How to zip files in Amazon s3 Bucket and get its URL - java

I have a bunch of files inside Amazon s3 bucket, I want to zip those file and download get the contents via S3 URL using Java Spring.

S3 is not a file server, nor does it offer operating system file services, such as data manipulation.
If there is many "HUGE" files, your best bet is
start a simple EC2 instance
Download all those files to EC2 instance, compress them, reupload it back to S3 bucket with a new object name
Yes, you can use AWS lambda to do the same thing, but lambda is bounds to 900 seconds (15 mins) execution timeout (Thus it is recommended to allocate more RAM to boost lambda execution performance)
Traffics from S3 to local region EC2 instance and etc services is FREE.
If your main purpose is just to read those file within same AWS region using EC2/etc services, then you don't need this extra step. Just access the file directly.
(Update) :
As mentioned by #Robert Reiz, now you can also use AWS Fargate to do the job.
Note :
It is recommended to access and share file using AWS API. If you intend to share the file publicly, you must look into security issue seriously and impose download restriction. AWS traffics out to internet is never cheap.
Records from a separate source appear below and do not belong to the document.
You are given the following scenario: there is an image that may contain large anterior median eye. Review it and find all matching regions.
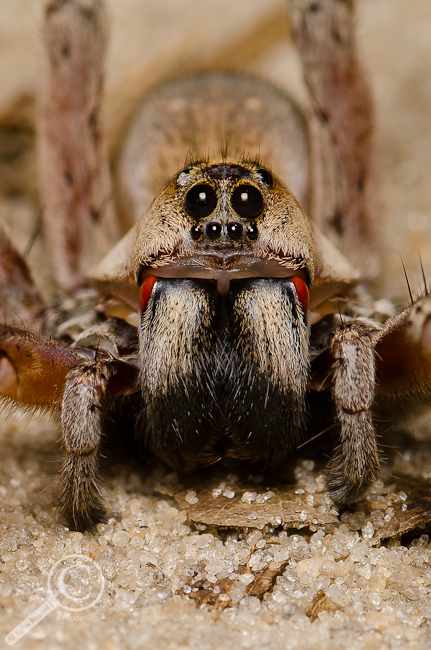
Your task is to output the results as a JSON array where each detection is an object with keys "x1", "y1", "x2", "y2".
[
  {"x1": 231, "y1": 184, "x2": 264, "y2": 218},
  {"x1": 184, "y1": 184, "x2": 217, "y2": 218}
]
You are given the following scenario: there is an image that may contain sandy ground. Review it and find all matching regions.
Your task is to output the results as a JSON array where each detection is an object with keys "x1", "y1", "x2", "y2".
[
  {"x1": 1, "y1": 1, "x2": 431, "y2": 649},
  {"x1": 0, "y1": 408, "x2": 431, "y2": 650}
]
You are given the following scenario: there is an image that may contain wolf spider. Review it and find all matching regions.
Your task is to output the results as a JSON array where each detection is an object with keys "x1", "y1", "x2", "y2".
[{"x1": 0, "y1": 0, "x2": 430, "y2": 531}]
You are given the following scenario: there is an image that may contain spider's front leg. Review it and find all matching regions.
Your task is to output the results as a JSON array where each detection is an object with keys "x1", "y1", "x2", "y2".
[
  {"x1": 326, "y1": 322, "x2": 380, "y2": 504},
  {"x1": 0, "y1": 325, "x2": 81, "y2": 407},
  {"x1": 0, "y1": 324, "x2": 138, "y2": 530},
  {"x1": 58, "y1": 358, "x2": 138, "y2": 531}
]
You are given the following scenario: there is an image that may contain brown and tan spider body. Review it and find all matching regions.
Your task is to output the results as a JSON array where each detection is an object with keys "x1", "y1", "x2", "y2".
[{"x1": 0, "y1": 0, "x2": 431, "y2": 531}]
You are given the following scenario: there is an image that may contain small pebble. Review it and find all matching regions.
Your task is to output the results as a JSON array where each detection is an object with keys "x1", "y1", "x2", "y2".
[
  {"x1": 112, "y1": 530, "x2": 129, "y2": 547},
  {"x1": 241, "y1": 491, "x2": 257, "y2": 504},
  {"x1": 185, "y1": 491, "x2": 199, "y2": 505}
]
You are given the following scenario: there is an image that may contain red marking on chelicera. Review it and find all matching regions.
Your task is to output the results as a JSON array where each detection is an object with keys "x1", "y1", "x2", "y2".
[
  {"x1": 139, "y1": 276, "x2": 157, "y2": 313},
  {"x1": 290, "y1": 275, "x2": 309, "y2": 313}
]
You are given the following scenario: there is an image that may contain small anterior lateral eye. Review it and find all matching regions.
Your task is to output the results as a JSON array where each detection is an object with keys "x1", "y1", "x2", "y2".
[
  {"x1": 290, "y1": 275, "x2": 309, "y2": 314},
  {"x1": 184, "y1": 184, "x2": 217, "y2": 218},
  {"x1": 231, "y1": 184, "x2": 264, "y2": 218}
]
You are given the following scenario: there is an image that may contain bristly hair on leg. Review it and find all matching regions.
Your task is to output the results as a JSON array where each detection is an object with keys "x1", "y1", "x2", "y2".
[
  {"x1": 23, "y1": 207, "x2": 44, "y2": 259},
  {"x1": 296, "y1": 422, "x2": 336, "y2": 450},
  {"x1": 420, "y1": 255, "x2": 429, "y2": 296},
  {"x1": 400, "y1": 254, "x2": 414, "y2": 305},
  {"x1": 336, "y1": 300, "x2": 347, "y2": 330}
]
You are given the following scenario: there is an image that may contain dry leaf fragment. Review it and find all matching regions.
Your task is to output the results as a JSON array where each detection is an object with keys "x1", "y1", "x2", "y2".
[{"x1": 306, "y1": 590, "x2": 340, "y2": 621}]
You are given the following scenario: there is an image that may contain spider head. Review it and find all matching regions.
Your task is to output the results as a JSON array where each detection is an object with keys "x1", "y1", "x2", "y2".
[
  {"x1": 133, "y1": 161, "x2": 315, "y2": 307},
  {"x1": 132, "y1": 162, "x2": 314, "y2": 461}
]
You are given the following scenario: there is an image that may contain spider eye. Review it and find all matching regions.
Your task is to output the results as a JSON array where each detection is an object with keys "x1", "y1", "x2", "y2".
[
  {"x1": 184, "y1": 184, "x2": 217, "y2": 218},
  {"x1": 231, "y1": 184, "x2": 264, "y2": 218},
  {"x1": 257, "y1": 168, "x2": 274, "y2": 188}
]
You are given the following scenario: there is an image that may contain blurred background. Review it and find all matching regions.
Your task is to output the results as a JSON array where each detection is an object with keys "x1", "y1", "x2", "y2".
[{"x1": 0, "y1": 0, "x2": 430, "y2": 303}]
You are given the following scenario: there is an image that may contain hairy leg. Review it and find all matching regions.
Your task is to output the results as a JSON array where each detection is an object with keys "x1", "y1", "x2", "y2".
[
  {"x1": 58, "y1": 362, "x2": 109, "y2": 530},
  {"x1": 0, "y1": 325, "x2": 81, "y2": 407},
  {"x1": 58, "y1": 357, "x2": 138, "y2": 530},
  {"x1": 288, "y1": 0, "x2": 378, "y2": 280},
  {"x1": 39, "y1": 0, "x2": 119, "y2": 291},
  {"x1": 0, "y1": 224, "x2": 45, "y2": 331},
  {"x1": 0, "y1": 325, "x2": 138, "y2": 529},
  {"x1": 327, "y1": 322, "x2": 380, "y2": 503}
]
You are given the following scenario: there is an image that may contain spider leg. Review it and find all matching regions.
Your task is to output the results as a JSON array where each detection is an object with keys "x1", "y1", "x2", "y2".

Zip them in your end instead of doing it in AWS, ideally in frontend, directly on user browser. You can stream the download of several files in javascript, use that stream to create a zip and save this zip on user disk.
The advantages of moving the zipping to the frontend:
You can use it with S3 URLs, a bunch of presigned links or even mixing content from different sources, some from S3, some of whatever other place.
You don't waste lambda memory, nor have to up an EC2 fargate instance, that saves money. Let the user computer do it for you.
Improves user experience - no needs to wait the zip is created to start downloading it, just start downloading meanwhile the zip is being created.
StreamSaver is useful for this purpose, but in their zipping examples (Saving multiple files as a zip) is limited by less than 4GB files as it doesn't implement zip64. You can combine StreamSaver with client-zip, that support zip64, with something like this (I haven't test this):
import { downloadZip } from 'client-zip';
import streamSaver from 'streamsaver';
const files = [
{
'name': 'file1.txt',
'input': await fetch('test.com/file1')
},
{
'name': 'file2.txt',
'input': await fetch('test.com/file2')
},
]
downloadZip(files).body.pipeTo(streamSaver.createWriteStream('final_name.zip'));
In case you choose this option, keep in mind that if you have CORS enabled in your bucket you will need to add the frontend url where the zipping is done, right in the AllowedOrigins field from your CORS configuration of your bucket.
About performance:
As #aviv-day complains in a comment this could not be suitable for all scenarios. Client-zip library has a benchmark that can give you an idea if this fit or not with your scenario. Generally, if you have a big set of small files (I don't have a number about what is big here, but I'll say something between 100 and 1000) it will take a lot of time just zipping it, and it will drain the final user CPU. Also, if you are offering the same set of files zipped for all the users, it's better zip it one and present it already zipped. Using this method of zipping in frontend works well with a limited small group of files that can dynamically change depending on user preferences about what to download. I've no really test this and I really think the bottle neck would be the network speed more than the zip process, as it happens on the fly, I don't really think that scenario with a big set of files would actually be a problem. If anyone have benchmarks about this would be nice to share with us!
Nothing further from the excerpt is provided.